Cette mise en avant du constat initial par la voix d’une femme est ensuite étayée par un détour sur la production historique académique pour la période 1930-1950. Baker y découvre une histoire du nationalisme marocain qui se décline encore au masculin. Quelques rares travaux sur le mouvement d’indépendance citent Malika El Fassi comme l’unique femme signataire du manifeste de l’indépendance (11 janvier 1944), quoique l’historien américain John Halstead (Rebirth of a Nation) ne la mentionne guère dans sa liste des nationalistes signataires. Pratiquement rien n’a été écrit sur les organisations féminines des partis politiques, sur les rôles des femmes dans le mouvement des écoles libres, et l’action sociale ou les femmes dans la résistance armée. Pourtant, dit-elle,
« j’avais entendu des histoires de femmes qui avaient participé activement, même héroïquement, dans la lutte pour la libération nationale, et j’ai vu tout autour de moi les changements dramatiques dans la vie des femmes d’une génération à l’autre. Je me doutais bien qu’il pourrait y avoir une relation entre ce que les femmes avaient réalisé dans le mouvement pour l’indépendance et le changement social rapide que je voyais autour de moi » (p. xix).
Donner la parole aux femmes : célébration versus objectivation
A partir de ces constats, Baker définit ainsi ses objectifs :
« J’ai voulu laisser les femmes Marocaines parler par elles-mêmes, que leurs voix soient entendues et introduire le lecteur américain à un moment particulier de l’histoire et d’un groupe particulier de femmes musulmanes. Ces femmes sont des conteuses et elles ont vécu un moment d’effervescence. En participant à la lutte contre le colonialisme français, elles ont aussi défié et redéfini les idées traditionnelles marocaines sur les rôles des femmes dans la société. Les narrations des femmes reconstruisent l’histoire peu connue du féminisme et du nationalisme marocains et nous introduisent dans les vies d’un groupe remarquable de femmes musulmanes dont les voix n’ont jamais encore été entendues » (xvii).
Dans l’introduction du livre, Baker explicite son intérêt et sa fascination pour les contes populaires marocains du passé qui comptent dans leur répertoire des figures de femmes héroïnes fortes et intelligentes déjouant les positions d’autorité des hommes pour obtenir gain de cause.

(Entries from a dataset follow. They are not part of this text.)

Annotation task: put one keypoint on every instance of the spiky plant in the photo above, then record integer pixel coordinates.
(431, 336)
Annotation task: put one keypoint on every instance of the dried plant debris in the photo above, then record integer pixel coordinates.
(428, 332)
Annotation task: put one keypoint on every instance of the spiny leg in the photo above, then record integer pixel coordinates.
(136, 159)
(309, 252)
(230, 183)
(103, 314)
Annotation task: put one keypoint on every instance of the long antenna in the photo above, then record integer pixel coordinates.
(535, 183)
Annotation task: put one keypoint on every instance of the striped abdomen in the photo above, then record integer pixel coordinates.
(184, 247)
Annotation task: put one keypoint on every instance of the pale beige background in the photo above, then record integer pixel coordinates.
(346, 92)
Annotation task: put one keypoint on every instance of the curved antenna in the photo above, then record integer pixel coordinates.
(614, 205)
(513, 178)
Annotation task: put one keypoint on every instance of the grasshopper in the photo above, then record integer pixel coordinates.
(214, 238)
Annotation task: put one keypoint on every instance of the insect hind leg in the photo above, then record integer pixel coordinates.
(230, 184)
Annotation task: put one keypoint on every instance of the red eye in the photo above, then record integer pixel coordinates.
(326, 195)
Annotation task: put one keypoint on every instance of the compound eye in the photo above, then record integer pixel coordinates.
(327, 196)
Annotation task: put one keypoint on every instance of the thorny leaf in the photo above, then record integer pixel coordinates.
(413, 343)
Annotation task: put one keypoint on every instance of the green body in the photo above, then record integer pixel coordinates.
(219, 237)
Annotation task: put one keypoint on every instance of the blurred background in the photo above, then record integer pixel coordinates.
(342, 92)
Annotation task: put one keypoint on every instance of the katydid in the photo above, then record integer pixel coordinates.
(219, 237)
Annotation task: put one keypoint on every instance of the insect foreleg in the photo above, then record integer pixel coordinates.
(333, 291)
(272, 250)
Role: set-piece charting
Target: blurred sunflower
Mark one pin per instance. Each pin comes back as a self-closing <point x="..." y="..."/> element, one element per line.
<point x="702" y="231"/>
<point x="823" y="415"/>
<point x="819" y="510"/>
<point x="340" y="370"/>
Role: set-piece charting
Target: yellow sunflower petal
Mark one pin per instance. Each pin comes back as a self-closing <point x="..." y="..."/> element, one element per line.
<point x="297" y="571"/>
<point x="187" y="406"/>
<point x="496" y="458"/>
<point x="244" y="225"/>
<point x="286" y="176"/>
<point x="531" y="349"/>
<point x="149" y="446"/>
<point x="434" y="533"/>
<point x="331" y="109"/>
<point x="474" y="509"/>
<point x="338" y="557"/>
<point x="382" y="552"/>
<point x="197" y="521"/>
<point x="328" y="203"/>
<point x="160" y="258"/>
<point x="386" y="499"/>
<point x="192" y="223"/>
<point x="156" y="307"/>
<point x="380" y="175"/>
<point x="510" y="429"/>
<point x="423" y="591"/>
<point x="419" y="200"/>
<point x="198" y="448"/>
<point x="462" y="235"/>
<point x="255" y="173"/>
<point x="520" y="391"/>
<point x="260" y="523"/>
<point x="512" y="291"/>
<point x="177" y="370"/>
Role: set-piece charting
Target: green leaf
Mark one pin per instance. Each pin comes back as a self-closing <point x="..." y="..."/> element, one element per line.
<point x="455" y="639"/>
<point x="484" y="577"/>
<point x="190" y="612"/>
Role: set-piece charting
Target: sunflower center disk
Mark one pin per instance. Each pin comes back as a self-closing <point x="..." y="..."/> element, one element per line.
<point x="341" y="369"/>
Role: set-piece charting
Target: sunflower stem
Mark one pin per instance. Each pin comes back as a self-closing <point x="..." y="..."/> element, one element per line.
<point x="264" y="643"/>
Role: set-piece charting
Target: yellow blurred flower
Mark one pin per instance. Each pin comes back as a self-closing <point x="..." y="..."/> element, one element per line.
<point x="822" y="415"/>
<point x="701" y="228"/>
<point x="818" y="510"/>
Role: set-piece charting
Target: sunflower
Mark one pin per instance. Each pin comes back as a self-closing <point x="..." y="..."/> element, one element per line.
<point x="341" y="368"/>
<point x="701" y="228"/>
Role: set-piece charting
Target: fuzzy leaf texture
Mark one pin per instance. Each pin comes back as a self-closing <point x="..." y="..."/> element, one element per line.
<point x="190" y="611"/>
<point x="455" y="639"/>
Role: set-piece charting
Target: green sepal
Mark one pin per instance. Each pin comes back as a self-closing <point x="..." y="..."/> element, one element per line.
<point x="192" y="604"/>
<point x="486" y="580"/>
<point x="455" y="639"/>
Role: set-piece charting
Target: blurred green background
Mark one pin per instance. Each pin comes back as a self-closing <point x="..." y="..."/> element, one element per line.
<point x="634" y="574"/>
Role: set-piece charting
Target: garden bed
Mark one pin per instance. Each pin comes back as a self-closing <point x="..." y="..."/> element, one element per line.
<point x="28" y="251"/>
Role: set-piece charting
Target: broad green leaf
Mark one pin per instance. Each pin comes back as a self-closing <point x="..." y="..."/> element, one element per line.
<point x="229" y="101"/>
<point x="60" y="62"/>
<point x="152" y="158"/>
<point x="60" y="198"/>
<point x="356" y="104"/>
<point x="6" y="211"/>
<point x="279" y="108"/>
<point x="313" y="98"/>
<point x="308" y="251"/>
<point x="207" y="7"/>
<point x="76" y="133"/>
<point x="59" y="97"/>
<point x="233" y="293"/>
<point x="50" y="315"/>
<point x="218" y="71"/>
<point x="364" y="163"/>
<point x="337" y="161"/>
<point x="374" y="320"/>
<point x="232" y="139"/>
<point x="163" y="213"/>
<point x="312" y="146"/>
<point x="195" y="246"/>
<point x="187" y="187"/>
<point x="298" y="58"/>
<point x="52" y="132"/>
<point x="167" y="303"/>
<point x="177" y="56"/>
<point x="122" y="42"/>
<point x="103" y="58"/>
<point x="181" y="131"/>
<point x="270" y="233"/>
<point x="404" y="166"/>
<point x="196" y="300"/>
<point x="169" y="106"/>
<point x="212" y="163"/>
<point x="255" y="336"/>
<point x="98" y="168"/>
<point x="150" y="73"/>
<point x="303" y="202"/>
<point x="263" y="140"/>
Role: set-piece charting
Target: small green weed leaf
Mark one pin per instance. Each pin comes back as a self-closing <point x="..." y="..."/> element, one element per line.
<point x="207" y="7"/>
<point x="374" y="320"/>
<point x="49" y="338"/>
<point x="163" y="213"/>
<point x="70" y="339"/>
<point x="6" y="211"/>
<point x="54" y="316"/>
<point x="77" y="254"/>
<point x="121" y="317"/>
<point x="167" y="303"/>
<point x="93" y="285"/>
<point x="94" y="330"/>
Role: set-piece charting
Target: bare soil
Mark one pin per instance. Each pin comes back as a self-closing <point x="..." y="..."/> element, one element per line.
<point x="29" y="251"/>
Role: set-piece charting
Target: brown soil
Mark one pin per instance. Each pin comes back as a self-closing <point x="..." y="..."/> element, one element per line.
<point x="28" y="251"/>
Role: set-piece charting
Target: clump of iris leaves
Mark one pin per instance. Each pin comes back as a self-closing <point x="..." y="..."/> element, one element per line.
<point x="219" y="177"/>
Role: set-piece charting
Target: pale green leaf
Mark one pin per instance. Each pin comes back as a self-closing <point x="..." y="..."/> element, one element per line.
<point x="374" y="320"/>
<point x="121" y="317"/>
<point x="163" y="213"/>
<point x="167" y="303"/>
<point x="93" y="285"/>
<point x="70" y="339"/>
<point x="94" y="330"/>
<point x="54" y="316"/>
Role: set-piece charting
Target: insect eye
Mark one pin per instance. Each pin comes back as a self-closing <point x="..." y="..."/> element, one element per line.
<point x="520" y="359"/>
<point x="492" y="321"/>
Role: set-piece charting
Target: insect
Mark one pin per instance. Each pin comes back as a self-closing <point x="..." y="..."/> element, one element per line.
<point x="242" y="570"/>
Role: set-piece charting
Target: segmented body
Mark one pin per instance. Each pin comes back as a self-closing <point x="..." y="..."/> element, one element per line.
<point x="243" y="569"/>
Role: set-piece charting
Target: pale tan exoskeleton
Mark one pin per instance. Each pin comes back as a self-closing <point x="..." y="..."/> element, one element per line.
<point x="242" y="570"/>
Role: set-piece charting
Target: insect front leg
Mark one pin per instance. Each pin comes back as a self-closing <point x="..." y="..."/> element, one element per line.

Pour Baker, c’est à l’opposé des beautés dormantes et autres héroïnes passives des contes occidentaux (p.5).
Cette fascination pour les traditions orales des femmes marocaines s’est vite déplacée vers une fascination des récits que lui dévoilaient les femmes marocaines sur leur active participation au mouvement d’indépendance du pays. Baker passera finalement plus d’une décennie au Maroc pour écrire ce livre Voices of resistance et réaliser un film documentaire (Toujours prêtes : 3 femmes de la résistance marocaine) en collaboration avec le réalisateur marocain Hakim Belabbès, sorti la même année que le livre, en 1998. Pour ce faire, elle a collectionné des histoires, des témoignages et des récits des femmes entre janvier 1992 et novembre 1996. Elle a réalisé ce travail avec la coopération du Haut-Commissariat de la Résistance, qui dénombre officiellement 300 femmes ayant participé à la Résistance (contre 30.000 hommes), l’Institut de Recherche de l’Université Mohammed V et d’autres chercheurs qu’elle remercie dans sa préface.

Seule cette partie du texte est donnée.